Modi’s plan for Congress-free India gets a serious hearing


The Congress needed to “move beyond this clichéd introspection business into some serious action”, said former Congress minister Shashi Tharoor, one of the party’s 44 parliamentarians who survived the Modi juggernaut in 2014. He said the election results brought another massive failure for his party.

In the 126-seat Assam assembly the BJP and its allies won 78 seats and Congress only 23. The BJP was leading in another eight constituencies and Congress could pick up two or three more.

Mr Tharoor sought to shield the Gandhi family, saying they could not be held accountable for the Congress debacle, which saw it voted out in Assam and Kerala.

“All state elections are not a referendum on national leadership, there are local issues involved,” Mr Tharoor said, reflecting a traditional Congress refusal to question the Sonia-Rahul Gandhi pair as a driving force.

Rahul Gandhi, the Congress vice president, tweeted that he accepted the people’s verdict with all humility and would focus on improvement. Under his leadership, the Congress slid in the 2014 general election to its worst-ever performance.

Buoyed by its entry in Assam, the BJP said the people had rejected the “opportunistic” and “obstructionist” politics of Congress and had put their stamp on Modi government’s performance. That, of course, will be tested next year when the major state of Punjab and the absolutely vital Uttar Pradesh go to polls. Mr Modi swept Uttar Pradesh in his May 2014 parliamentary outing. The state could play that decisive role again in the 2019 parliamentary contest.

“The unmatched efforts and sacrifice of our workers in Kerala, West Bengal and Tamil Nadu have established a strong party base in these states. Congratulations to workers and leaders of West Bengal, Tamil Nadu, Kerala and Puducherry for their hard work, leading to excellent results,” BJP chief Amit Shah said.

The BJP made a significant entry in Kerala by winning its first seat in the state assembly.

The Left Front’s emphatic victory in Kerala could give the left and liberal sections of Indians a big cause to celebrate. The Left Front took a whopping 91 seats in the 140-member assembly. The Congress-led United Democratic Front got 46 and was leading in a seat.

To rub it in for the Congress, Mr Shah also congratulated workers and leaders of Gujarat for winning the Talala assembly by-poll. The seat has been wrested from Congress.

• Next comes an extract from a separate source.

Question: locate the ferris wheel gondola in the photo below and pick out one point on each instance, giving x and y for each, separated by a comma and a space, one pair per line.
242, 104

Foreign Minister Sushma Swaraj said the Assam poll victory was the result of a lifetime of work by workers and leaders in building the organisation.

“My heartfelt gratitude to the people of Assam for electing a BJP government in the state; profound greetings to the BJP workers of Assam. This victory is the result of lifetime work of those who dedicated their lives building the organisation in the northeast. My greetings to BJP president Amit Shah and Prime Minister Narendra Modi,” she said.

The BJP said its winners had for the first time linked Kanyakumari on the southern tip, where its candidate won in Tamil Nadu, to Kashmir in the north, and from western Dwarka in Gujarat to eastern-most Kamrup in Assam.